Patients with the inflammatory disorder hereditary angioedema who took Intellia Therapeutics’ CRISPR medicine have been attack free for a year or more after receiving just one dose.

The gene editing company has provided a bit more data on NTLA-2002, its second candidate to enter the clinic, providing a look at durability a year or more out from treatment in a presentation at the European Academy of Allergy and Clinical Immunology Hybrid Congress in Germany this weekend. NTLA-2002 is being tested in a phase 1/2 trial of patients with type I or II HAE, which is a rare inherited disorder that causes rapid swelling all over the body.

Intellia is presenting NTLA-2002 as a “functional cure” for the disorder and the latest updated interim results add more weight to the question of how long the single-dose treatment lasts.

Across the 10 patients in the study, a single dose led to a 95% mean reduction in monthly attack rate through the latest follow up, which had a February 17 cut off.

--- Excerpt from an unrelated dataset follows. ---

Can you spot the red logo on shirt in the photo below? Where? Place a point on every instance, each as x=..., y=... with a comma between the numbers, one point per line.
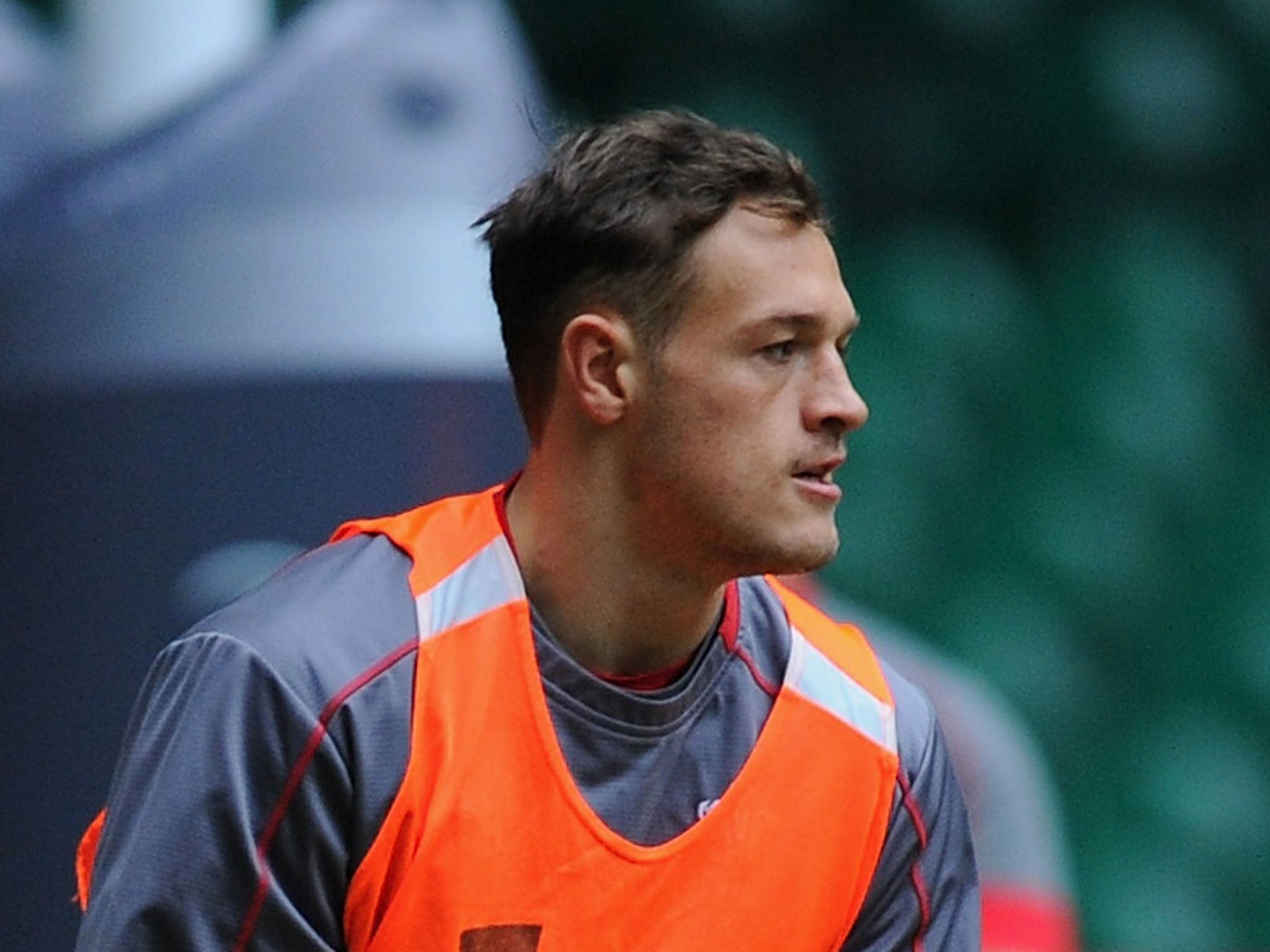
x=500, y=938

The study is looking at the safety, tolerability and pharmacokinetics of NTLA-2002. One measure is levels of plasma kallikrein protein, which is a serine protease known to be involved in many processes in the body, including blood coagulation and the classical complement pathway. Approved medicines for HAE inhibit this mechanism to try to address attacks as they happen or prevent them.

All patients who received a greater than 60% reduction of plasma kallikrein, which is nine of the patients, have remained attack-free following the 16-week observation period and through the latest follow up. Intellia said that the longest attack-free span observed so far is 13 months.

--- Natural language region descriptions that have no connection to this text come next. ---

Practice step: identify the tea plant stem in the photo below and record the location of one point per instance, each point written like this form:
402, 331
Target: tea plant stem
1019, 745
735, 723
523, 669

The single patient that did not achieve the 60% plasma kallikrein reduction, who received the lowest study dose, experienced a mild HAE attack with minor swelling in the hand following a sports injury. But that was after more than a year without an attack. The event did not require any medical intervention and the patient has not had an attack since.

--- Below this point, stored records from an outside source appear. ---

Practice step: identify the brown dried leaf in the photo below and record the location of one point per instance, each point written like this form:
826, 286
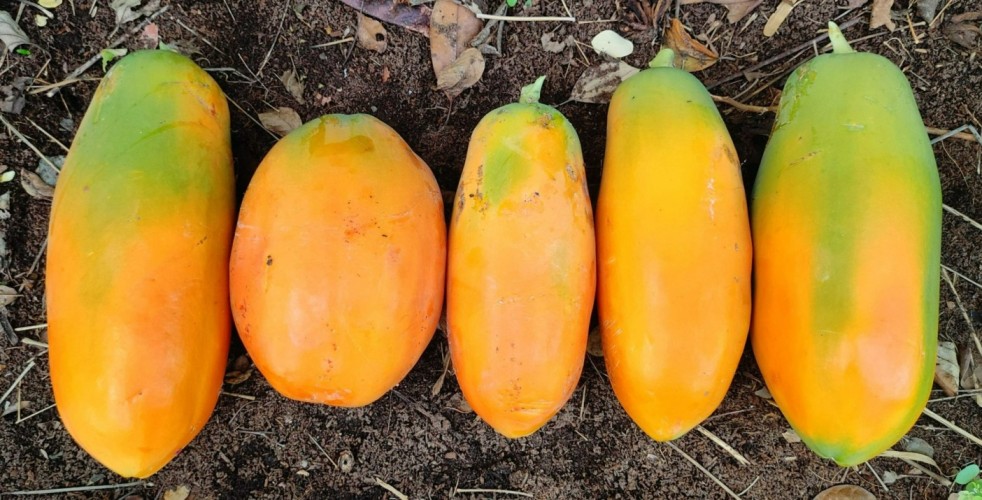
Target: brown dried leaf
845, 492
881, 15
452, 27
371, 34
294, 84
946, 369
416, 18
281, 120
597, 84
35, 186
462, 74
738, 9
690, 55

“We are thrilled to see that the earliest-dosed patients are attack free for approximately a year or longer, with NTLA-2002 demonstrating a very favorable safety profile,” CEO John Leonard said in a statement. “These remarkable attack rate reductions have been consistent, even in patients with the most severe symptoms.”

Three of the patients who had the highest rate of attacks per month—one experiencing up to 16 or more—all became attack-free by the end of the 16-week primary observation period, and are still without attacks through the February cut off. The longest duration without an attack in this group is currently 11.5 months and counting.

Safety was consistent with earlier data drops, with only grade 1 events such as infusion-related reactions and fatigue.

Intellia is hoping that the CRISPR therapeutic, which is designed to inactivate the kallikrein B1 (KLKB1) gene, will be a one-and-done therapy for the disease.

Dosing has kicked off for the phase 2 portion of the study already, with completion of enrollment expected in the second half. The company previously reported plasma kallikrein reduction numbers, showing that NTLA-2002 reduced the biomarker and that patients were attack-free up to 10.6 months after receiving the therapy.